Monday 17 August 2009

Calm after the Storm

Ah another Monday and I suppose it is confession time....
I sit here hanging my head in shame, I had a calorific disaster of mammoth proportions this weekend. I am not even going to say I fell off the wagon... right now I would have to say the wagon threw me off and then rode over me a few times and does not particularly want me back on it!
What a shame, to think I was doing so well...

This morning I was in a complete panic, I had a notebook out frantically writing out a new gym regime (obviously I had to up it to twice daily), designed a diet of about 250 calories per day and banned myself from all alcohol and social functions until the end of time!
How could I be so reckless as to undo all my efforts - Oh my God, what diet should I try next? Weight Watchers, Weigh Less, Sure Slim, Atkins, Cabbage Soup - Ah no, it is all so tiring!

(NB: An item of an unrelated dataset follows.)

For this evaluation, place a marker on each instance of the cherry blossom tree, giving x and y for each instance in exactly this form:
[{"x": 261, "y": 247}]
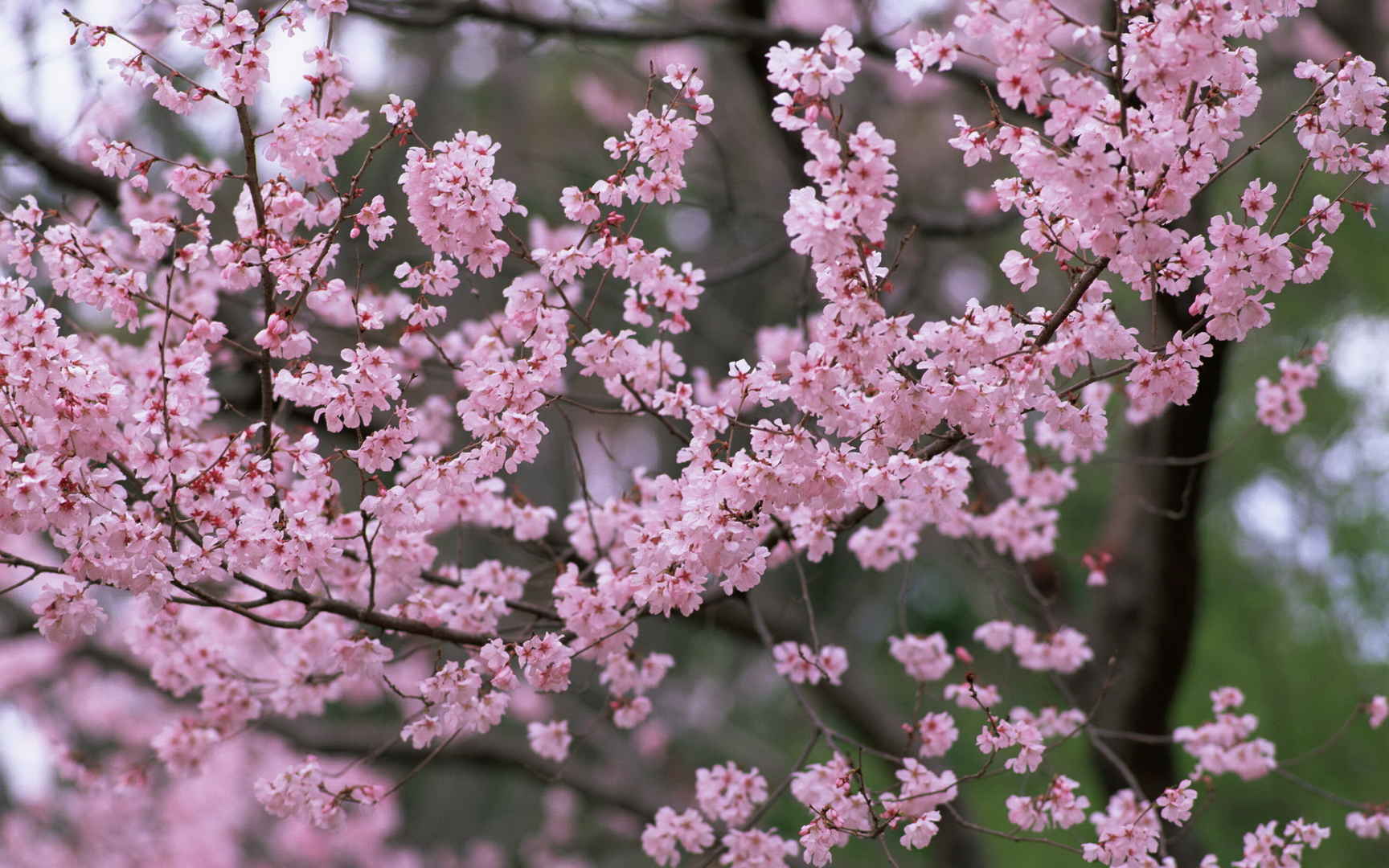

GET A GRIP WOMAN !!!!! Okay so after a couple of deep breaths and after giving myself a pep talk I calmed down to a meer panic.
Another mishap so what... I am a late bloomer, I have always known that so perhaps turning into a Goddess might take a bit longer than initially anticipated, so it appears that those skinny jeans are on the "top shelf" and hard to reach as opposed to in my grasp. I just hope they are bloody still in fashion when I am able to wear them.
So, despite my own disasterous weekend I managed to "Spread the word of finding one's inner Goddess" far and wide on Friday night after a few tipples so at least something went right...

-I invented "Friday - dare day" and managed to convince my posse to try it out this week. The girls have to try something new, experiment, push their boundaries and wear something, even a colour out of their comfort zone.


-I offered my services to revamp a girl's wardrobe and,


-I styled a friend there and then in the local pub from "drab to fab" when we noticed a old hunky conquest of hers had arrived at our drinking hole and... it worked!


Okay so for me and my own personal goals, it is back to the drawing board once again... I suppose the most important thing is not to give up!

I read this in a magazine this weekend, I forget who it is by:
"There is no such thing as an plain woman, only one that has not realised her full potential" - well there we go, even though I am a late bloomer, I will still be a beautiful flower one day!